Over the last past decade doctors and cosmetic scientist have looked deep into the details of African American hair. They noticed our hair was tremendously more curly and coily than any other type of hair. Unfortunately, the misunderstanding of our hair has caused some to believe it is “nappy”, when in actually it is simply very curly and coily. This is what makes African American hair more dry and fragile than other ethnicities. When hair is curly it experiences dryness. This is due to the fact sebum (natural oil) from our scalp has a challenge gliding down the strands because of the bumps and zig-zags. For that same reason, African American hair does not posses a lot of shine like other ethnicity hair types. Given that African American hair is the curliest of all hair types it also it also tends to be drier.
Tresses consist of keratin (the identical kind of protein present in the skin).
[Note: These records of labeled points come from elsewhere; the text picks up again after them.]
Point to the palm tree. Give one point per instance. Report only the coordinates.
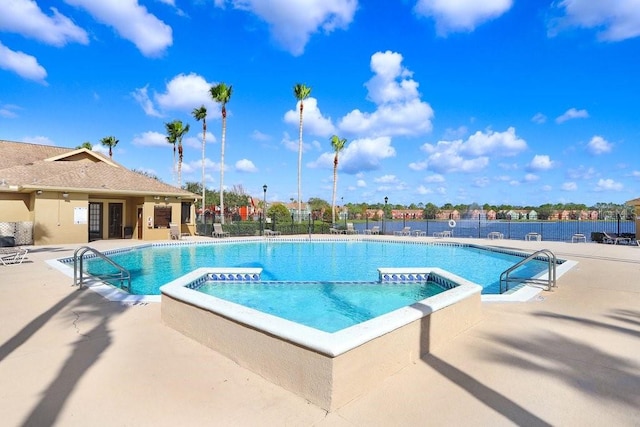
(221, 93)
(301, 92)
(175, 131)
(201, 114)
(111, 142)
(338, 146)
Natural black hair without any chemical type treatments and without any heat-associated injury is comparatively strong, but nonetheless less strong as it’s straight counterparts. The kinks in every single curl make curly hair porous and susceptible to harm. As soon as you begin cleaning, blow drying, brushing, relaxing, coloring, and heating naturally curly hair, it begins to become very fragile, rapidly. Hair that’s fragile ultimately splits and after that breaks off rather than achieving its greatest length. The harm builds up with every single procedure and since natural black hair is dry and delicate naturally, it begins breaking as fast as it will grow. If hair is damaged it may be hard to notice growth; although you may grow an inch at your root, there may be an inch lost at the end due to breakage. This cycle can continuously keep damaged hair precisely the same length.
For over a decade straight hairstyles have taken over African American entertainment and culture. It is not often you see natural hair being worn and embraced on popular television shows or music videos. Sad to say, a lot of African American ladies reach the goal of the “very straight” look by applying hair relaxers and excessive heat (over 350°F) to their tresses. That mixture would result in destruction for virtually any hair type, but it’s particularly hard on already fragile natural black hair. Please don’t get me wrong, there’s nothing wrong with wearing the style that makes you feel the most attractive. However, you should keep in mind that the already delicate African American hair requires a more gentle touch and products with quality ingredients.